COMITÉ DE DISCIPLINE

CHAMBRE DE LA SÉCURITÉ FINANCIÈRE

CANADA

PROVINCE DE QUÉBEC

 

N° :

CD00-1513

 

DATE :

Le 5 décembre 2022

 

 

LE COMITÉ :

Me Janine Kean

Présidente

Mme Mona Hanne, Pl. Fin.  

Membre

M. Ndangbany Mabolia, Pl. Fin.

Membre

 

 

SYNDIC DE LA CHAMBRE DE LA SÉCURITÉ FINANCIÈRE

Partie plaignante

c.

MIHAI DUMITRACHE (numéro de certificat 213406, BDNI 3401141)

Partie intimée

 

 

DÉCISION SUR CULPABILITÉ ET SUR SANCTION

 

 

[1]           Le Comité de discipline (le Comité) de la Chambre de sécurité financière (la CSF) est saisi de la présente plainte portée contre l’intimé le 17 juin 2022.

[2]           Cette plainte comporte un seul chef d’infraction reprochant à l’intimé d’avoir, le ou vers le 27 février 2020, utilisé un rapport d’évaluation falsifié dans le cadre d’une demande de refinancement hypothécaire pour sa propriété, contrevenant ainsi aux articles 6 et 35 du Code déontologie de la Chambre de la sécurité financière.

[3]           Un plaidoyer de culpabilité signé le 17 octobre 2022 par le procureur de l’intimé a été transmis au Secrétariat dix jours précédant la présente audience.

 

PLAIDOYER DE CULPABILITÉ

[4]           L’intimé enregistre son plaidoyer de culpabilité[1] et reconnait ainsi avoir commis les faits reprochés à la plainte portée contre lui et avoir contrevenu aux dispositions invoquées à son soutien.

[5]           Ensuite, invité par le Comité, le procureur du syndic lui fait part des faits entourant les infractions commises. 

LE CONTEXTE

[6]           L’intimé commence dans l’industrie en 2016.

[7]           En 2020, au moment des faits reprochés, l’intimé travaille dans la région de la Capitale nationale (Gatineau/Ottawa) pour le cabinet DESJARDINS CABINET DE SERVICES FINANCIERS INC./DESJARDINS FINANCIAL SERVICES FIRM INC. (« Desjardins ») en tant que représentant de courtier pour un courtier en épargne collective et détient un certificat dans la discipline de la planification financière pour ce même cabinet.

[8]           Le 14 juin 2019, l’intimé achète une propriété résidentielle à Montréal pour environ 200 000 $.

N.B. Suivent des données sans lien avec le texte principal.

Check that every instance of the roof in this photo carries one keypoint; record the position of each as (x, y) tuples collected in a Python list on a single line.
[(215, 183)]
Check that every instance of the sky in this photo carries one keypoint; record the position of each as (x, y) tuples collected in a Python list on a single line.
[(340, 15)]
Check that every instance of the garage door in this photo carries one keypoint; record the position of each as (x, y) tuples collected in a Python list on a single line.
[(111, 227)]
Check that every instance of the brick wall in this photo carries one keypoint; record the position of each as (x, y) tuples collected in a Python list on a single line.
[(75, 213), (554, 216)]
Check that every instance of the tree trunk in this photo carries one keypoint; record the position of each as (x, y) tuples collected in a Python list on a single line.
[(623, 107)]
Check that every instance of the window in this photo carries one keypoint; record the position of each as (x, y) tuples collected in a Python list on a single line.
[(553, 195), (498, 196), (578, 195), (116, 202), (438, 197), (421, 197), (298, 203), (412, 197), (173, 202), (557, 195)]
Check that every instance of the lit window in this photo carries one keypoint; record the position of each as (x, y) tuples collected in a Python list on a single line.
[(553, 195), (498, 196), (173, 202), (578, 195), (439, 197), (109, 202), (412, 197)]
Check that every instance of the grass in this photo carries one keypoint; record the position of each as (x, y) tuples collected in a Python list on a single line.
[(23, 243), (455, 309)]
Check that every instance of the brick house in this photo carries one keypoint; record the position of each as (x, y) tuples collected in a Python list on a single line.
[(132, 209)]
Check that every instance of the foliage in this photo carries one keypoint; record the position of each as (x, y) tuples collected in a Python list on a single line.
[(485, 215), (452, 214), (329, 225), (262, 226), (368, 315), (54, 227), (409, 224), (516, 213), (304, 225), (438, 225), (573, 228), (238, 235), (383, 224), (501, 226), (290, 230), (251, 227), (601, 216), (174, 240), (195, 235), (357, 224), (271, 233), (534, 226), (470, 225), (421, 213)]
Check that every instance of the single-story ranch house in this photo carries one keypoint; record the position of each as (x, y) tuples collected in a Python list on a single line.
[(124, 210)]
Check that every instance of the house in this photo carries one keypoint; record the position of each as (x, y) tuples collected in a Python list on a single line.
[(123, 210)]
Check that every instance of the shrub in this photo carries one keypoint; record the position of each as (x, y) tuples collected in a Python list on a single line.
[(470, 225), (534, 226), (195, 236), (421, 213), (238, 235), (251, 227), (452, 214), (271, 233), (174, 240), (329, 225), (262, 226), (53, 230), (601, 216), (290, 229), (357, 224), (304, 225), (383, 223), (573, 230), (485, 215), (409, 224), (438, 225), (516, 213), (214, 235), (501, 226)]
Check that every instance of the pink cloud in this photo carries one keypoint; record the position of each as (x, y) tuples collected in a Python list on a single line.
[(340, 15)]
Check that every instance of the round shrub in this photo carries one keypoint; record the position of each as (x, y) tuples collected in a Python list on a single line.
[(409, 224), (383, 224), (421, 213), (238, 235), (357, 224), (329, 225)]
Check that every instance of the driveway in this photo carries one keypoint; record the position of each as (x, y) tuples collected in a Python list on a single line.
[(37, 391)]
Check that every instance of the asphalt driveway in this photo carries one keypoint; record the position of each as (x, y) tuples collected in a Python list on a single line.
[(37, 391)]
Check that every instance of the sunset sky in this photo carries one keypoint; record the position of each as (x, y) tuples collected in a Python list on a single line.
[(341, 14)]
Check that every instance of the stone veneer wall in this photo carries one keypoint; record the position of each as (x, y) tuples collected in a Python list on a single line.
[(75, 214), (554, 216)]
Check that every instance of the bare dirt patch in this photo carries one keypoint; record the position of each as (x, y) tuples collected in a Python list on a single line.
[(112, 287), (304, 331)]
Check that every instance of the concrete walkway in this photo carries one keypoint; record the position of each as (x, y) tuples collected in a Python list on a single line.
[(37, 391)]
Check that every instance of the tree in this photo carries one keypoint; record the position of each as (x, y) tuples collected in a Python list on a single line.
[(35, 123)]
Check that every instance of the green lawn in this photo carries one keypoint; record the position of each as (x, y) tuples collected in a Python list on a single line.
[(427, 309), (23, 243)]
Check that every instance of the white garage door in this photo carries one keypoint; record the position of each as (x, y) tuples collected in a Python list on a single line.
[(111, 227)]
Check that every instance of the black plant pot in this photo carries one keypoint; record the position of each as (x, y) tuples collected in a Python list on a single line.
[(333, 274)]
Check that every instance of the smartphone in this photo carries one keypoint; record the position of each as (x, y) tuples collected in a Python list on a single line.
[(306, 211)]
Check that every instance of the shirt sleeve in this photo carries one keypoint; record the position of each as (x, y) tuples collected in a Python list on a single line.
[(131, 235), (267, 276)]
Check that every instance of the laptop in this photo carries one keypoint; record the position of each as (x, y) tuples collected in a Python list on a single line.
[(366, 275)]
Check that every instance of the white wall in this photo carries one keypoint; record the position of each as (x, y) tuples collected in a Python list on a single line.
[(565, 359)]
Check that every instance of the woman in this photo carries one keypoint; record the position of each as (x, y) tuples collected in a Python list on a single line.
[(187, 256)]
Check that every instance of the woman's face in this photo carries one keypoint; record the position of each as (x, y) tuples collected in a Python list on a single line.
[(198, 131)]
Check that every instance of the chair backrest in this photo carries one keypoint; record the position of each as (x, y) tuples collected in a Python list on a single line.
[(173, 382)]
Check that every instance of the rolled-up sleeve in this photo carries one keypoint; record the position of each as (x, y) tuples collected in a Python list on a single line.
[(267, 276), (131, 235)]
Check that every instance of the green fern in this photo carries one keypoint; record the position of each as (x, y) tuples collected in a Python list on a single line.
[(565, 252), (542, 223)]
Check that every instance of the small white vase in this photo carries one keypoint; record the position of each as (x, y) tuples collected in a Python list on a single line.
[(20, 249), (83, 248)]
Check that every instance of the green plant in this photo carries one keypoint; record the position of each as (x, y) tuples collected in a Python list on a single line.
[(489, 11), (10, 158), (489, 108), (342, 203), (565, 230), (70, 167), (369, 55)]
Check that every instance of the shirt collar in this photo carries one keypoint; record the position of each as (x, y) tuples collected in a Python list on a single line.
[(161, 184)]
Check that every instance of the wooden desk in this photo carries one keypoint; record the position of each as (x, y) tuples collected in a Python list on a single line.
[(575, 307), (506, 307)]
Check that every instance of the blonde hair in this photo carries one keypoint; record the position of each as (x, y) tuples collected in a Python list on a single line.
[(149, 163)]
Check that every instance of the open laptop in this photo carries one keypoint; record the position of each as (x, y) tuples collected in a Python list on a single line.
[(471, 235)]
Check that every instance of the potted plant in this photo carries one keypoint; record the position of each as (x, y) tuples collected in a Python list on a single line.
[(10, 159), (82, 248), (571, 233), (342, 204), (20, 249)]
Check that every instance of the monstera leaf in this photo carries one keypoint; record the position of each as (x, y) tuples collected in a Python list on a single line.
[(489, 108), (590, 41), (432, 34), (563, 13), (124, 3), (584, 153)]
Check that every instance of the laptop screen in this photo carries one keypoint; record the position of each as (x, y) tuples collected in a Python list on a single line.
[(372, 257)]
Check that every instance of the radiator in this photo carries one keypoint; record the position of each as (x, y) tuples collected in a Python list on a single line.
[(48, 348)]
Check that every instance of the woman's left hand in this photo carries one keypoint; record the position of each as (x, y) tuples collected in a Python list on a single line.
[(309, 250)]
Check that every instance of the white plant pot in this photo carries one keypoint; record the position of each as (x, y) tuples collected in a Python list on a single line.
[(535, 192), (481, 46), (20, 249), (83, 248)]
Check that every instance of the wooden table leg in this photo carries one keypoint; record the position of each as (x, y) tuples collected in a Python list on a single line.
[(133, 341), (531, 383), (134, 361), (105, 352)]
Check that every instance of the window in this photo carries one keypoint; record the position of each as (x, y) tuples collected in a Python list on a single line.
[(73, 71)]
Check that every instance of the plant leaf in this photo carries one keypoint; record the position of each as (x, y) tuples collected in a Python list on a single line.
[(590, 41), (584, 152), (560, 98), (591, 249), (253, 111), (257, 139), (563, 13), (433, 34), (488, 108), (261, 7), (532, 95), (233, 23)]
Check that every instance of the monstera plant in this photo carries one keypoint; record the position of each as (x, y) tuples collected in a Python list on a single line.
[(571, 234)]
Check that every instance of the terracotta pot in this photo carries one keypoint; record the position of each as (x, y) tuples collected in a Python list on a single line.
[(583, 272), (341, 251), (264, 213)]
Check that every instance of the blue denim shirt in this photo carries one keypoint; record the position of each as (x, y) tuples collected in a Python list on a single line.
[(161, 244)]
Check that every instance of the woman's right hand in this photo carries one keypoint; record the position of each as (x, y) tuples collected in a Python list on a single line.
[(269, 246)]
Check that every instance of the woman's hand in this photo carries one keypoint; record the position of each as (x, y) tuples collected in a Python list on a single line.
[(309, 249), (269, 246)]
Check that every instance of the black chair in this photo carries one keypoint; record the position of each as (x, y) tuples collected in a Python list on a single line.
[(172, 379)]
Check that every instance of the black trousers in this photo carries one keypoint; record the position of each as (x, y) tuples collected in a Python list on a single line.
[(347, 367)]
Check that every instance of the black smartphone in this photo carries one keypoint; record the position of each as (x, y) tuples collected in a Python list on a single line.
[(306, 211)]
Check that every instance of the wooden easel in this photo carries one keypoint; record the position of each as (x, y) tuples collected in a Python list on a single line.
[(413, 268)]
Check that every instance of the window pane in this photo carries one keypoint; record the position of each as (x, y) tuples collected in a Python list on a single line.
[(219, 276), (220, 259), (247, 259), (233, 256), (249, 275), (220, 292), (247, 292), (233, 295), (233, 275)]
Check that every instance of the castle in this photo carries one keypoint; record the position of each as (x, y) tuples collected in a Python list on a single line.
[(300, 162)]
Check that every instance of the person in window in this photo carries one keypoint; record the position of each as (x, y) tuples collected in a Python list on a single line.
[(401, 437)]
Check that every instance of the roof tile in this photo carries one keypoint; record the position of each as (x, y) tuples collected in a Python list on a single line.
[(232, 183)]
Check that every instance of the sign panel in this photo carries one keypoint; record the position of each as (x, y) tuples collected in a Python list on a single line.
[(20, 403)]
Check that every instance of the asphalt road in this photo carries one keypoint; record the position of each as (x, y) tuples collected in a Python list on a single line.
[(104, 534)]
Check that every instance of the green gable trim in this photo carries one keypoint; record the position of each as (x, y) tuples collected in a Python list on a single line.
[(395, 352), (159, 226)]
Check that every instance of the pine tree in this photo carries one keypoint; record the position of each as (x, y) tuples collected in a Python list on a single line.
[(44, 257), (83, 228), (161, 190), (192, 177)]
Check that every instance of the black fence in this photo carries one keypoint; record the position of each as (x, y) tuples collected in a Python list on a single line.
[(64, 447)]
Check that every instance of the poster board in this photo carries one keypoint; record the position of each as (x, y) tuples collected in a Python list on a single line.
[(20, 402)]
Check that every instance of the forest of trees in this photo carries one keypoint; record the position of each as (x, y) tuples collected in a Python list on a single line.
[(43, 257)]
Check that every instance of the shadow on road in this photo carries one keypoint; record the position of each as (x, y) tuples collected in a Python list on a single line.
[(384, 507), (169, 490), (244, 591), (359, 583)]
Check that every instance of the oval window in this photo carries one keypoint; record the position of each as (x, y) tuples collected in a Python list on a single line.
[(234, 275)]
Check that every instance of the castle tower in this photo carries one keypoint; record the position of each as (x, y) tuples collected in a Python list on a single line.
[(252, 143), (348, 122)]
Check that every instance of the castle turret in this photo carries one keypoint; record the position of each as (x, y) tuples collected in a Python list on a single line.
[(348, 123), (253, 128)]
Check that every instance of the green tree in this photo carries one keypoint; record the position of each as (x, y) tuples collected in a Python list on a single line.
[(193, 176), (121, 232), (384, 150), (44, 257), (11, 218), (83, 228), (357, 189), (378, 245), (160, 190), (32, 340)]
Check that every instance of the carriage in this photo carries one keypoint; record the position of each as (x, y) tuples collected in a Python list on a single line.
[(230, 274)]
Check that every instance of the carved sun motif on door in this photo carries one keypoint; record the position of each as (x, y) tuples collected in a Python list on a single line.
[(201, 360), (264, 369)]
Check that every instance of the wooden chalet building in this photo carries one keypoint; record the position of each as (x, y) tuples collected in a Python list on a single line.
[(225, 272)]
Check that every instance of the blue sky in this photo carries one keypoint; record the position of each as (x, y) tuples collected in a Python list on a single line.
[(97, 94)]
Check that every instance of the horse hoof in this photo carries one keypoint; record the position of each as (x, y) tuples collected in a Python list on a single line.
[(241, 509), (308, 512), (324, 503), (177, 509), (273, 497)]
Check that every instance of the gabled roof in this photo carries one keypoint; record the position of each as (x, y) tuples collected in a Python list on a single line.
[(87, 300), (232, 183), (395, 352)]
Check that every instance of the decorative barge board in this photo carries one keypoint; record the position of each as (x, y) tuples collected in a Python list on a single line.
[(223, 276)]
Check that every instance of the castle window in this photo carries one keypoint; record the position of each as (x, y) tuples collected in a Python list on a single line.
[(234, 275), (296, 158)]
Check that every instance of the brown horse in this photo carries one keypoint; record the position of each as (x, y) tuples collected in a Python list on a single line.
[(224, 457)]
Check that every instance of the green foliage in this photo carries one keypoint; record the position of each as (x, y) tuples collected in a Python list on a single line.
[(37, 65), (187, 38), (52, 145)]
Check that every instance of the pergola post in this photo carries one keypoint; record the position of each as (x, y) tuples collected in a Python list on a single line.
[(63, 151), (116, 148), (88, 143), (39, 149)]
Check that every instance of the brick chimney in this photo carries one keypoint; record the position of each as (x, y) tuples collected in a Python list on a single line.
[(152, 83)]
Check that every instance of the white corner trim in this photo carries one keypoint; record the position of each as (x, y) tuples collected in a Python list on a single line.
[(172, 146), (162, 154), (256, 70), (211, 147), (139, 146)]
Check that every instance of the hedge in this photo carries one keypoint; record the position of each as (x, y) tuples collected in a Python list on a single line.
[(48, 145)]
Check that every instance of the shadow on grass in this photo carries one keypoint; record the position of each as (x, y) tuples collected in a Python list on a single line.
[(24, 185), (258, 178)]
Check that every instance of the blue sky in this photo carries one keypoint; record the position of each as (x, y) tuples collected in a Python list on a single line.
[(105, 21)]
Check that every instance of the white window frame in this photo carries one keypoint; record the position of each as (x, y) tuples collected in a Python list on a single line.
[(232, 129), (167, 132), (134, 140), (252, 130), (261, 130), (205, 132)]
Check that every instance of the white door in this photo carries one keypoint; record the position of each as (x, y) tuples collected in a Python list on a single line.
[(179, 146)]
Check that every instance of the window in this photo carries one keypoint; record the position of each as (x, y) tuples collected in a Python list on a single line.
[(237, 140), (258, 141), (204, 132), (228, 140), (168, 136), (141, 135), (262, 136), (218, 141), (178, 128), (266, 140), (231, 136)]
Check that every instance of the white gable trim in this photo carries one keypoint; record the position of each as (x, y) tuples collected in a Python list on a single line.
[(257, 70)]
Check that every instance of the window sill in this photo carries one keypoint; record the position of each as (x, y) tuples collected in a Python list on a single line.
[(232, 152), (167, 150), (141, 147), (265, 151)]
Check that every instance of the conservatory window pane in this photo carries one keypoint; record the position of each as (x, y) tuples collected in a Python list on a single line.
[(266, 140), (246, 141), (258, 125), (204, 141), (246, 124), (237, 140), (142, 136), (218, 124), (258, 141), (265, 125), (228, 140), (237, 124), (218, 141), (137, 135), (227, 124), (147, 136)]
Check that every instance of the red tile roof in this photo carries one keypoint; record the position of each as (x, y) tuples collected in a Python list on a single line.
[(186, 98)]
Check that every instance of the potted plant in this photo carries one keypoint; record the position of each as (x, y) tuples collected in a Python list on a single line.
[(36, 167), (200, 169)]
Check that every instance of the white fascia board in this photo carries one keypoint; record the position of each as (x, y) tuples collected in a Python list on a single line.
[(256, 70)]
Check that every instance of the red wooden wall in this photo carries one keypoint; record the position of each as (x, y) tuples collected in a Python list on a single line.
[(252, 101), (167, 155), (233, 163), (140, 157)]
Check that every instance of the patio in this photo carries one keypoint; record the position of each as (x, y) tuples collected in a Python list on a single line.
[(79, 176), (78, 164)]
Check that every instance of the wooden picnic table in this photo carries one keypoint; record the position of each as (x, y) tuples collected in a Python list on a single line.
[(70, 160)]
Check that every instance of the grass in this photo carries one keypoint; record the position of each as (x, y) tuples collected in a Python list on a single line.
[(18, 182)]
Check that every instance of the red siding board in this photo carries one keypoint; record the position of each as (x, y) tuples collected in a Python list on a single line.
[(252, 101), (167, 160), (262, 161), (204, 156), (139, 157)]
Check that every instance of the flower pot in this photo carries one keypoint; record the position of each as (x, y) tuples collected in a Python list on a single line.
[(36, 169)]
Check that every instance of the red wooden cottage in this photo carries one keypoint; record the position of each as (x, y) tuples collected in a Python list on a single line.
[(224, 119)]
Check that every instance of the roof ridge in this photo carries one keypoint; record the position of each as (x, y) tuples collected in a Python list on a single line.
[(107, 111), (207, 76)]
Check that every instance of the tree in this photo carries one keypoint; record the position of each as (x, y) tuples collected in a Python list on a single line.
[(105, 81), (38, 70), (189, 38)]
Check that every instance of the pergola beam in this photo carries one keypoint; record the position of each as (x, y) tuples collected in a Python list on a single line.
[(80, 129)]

[9]           En 2020, l’intimé veut refinancer sa propriété. Le 7 février 2020, son directeur de succursale demande à une firme indépendante de procéder à l’évaluation de ladite propriété aux fins du refinancement.

[10]        Le 24 février, la firme transmet au directeur un rapport d’évaluation, signé le 20 février 2020, qui établit cet immeuble à une valeur de 235 000 $. Le directeur fait suivre ce rapport à l’intimé auquel est jointe la facture à acquitter.   

[11]        Le 27 février, l’intimé fait parvenir à son directeur le rapport d’évaluation qui indique plutôt une valeur de 295 000 $.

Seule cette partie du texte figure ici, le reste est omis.